Unfortunately, or perhaps fortunately, these are not the only machines
in use with C and C++ compilers.  As discussed in the FAQ list for
comp.lang.c, there are other machines, old and new, to which your code
is not portable.  Some of these machines are designed for safe access to
memory via pointers, and I would hope to see more, not fewer, of these
designs in the future.

>Now, the same code could be used on a processor
>were pointers are 64 bits and both "ints" and "longs" are 32 bits,
>for example, with a compiler where some non-portable code would be
>broken if "longs" were 64 bits.  Now if I use the "workaround", then
>my pointers would get truncated to 32 bits, it is really _less_ portable.

Well, let me turn your own argument back on you:  I don't care about
machines with 64-bit pointers, so I don't care if casting a pointer
to a long doesn't work on them.  (You forgot to mention machines with
48-bit pointers, but I don't care about them either.)  Do you find this
attitude inappropriate?  So do I.  I also don't think it makes sense
to say whether one unportable construct is "less portable" than another
(in the context of a language Standard).

>For the class of machines that I'm interested in, my K&R code is portable
>among them, no need to call it machine-specific in this case.

Again, there are other machines that other programmers care about.  A
question which must be addressed is which machines shall be disparaged
by the language Standard.  What will be the impact of making it
impossible to make a conforming compiler on those machines?

>>The reason the C Standard makes such twiddling illegal is that there is
>>no way to specify semantics for it (in the context of a programming-
>>language Standard).

>The semantic would be "the logical bitwise operation is performed
>on the raw bits of the pointer storage with the semantics of the
>operation being exactly the same as the semantics for the operation
>on an unsigned integral type on that machine."
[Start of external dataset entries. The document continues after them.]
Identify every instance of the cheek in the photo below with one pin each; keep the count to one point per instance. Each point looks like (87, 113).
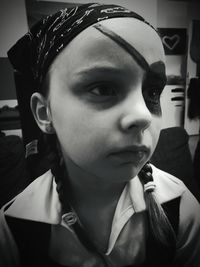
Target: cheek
(155, 131)
(78, 130)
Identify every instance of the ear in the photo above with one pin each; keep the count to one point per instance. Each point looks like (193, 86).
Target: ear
(41, 113)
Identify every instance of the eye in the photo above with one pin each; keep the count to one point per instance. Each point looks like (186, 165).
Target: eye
(103, 90)
(152, 99)
(153, 95)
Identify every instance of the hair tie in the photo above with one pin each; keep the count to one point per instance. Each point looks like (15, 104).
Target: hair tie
(146, 175)
(149, 187)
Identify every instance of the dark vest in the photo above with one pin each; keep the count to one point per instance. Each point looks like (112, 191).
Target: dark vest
(32, 239)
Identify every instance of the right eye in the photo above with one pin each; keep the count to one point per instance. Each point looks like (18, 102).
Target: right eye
(103, 91)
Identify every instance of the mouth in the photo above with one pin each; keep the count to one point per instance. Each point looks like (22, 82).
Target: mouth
(130, 155)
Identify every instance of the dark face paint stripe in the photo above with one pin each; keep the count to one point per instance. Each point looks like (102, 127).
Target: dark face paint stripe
(125, 45)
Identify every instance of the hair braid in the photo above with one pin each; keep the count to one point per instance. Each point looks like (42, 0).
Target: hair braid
(159, 224)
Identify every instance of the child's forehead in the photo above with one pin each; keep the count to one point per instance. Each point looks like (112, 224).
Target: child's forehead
(92, 44)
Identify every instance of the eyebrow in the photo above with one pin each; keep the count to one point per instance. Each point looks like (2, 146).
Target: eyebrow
(125, 45)
(99, 69)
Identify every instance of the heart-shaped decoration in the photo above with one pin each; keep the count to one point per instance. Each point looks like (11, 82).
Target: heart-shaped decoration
(171, 41)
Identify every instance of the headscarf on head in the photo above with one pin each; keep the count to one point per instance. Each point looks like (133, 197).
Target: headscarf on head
(33, 54)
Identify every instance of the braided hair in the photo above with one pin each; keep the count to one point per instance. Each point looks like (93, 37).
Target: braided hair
(160, 226)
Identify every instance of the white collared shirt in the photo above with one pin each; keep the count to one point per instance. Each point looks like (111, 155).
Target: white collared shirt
(39, 202)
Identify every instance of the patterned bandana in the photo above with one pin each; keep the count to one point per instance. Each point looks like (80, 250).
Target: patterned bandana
(32, 54)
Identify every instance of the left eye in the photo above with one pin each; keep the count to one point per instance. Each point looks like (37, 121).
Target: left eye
(103, 90)
(152, 95)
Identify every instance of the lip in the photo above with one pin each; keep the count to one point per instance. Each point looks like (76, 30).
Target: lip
(131, 154)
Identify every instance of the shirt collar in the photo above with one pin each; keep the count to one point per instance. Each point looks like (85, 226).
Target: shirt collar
(40, 202)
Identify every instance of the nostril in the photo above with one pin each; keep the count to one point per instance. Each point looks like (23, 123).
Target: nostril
(130, 123)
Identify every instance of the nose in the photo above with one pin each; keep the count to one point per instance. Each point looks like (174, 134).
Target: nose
(135, 116)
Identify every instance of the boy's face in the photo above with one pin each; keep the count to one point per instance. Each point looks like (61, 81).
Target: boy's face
(105, 108)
No, that is not a language semantic specification, that is an
implementation specification.  If I have a pointer to an object
of a specified type, the Standard defines what it means to perform
various operations on it.  I can dereference it and get the object.
I can add 1 to it and get the address of the next object in the
array of objects (if there is one).

Suppose we allow:
 T* p = ...;
 int i = ...;
 ... p & i ...
What is the type of this expression?  It isn't T*, since in general it
will not point to an object of type T.  Is it void*?  If so, what can
I do with this void*?  Can I cast it to some type on which operations may
be performed?  Remember that guarantees about casting from void* apply
only when casting a pointer value back to its original type.

I don't think you can find sensible (in a language Standard context)
answers to these questions.  Your answers have to make sense on all
machines for which it is otherwise possible to have a conforming C or
C++ compiler.  Otherwise all you could say is "undefined".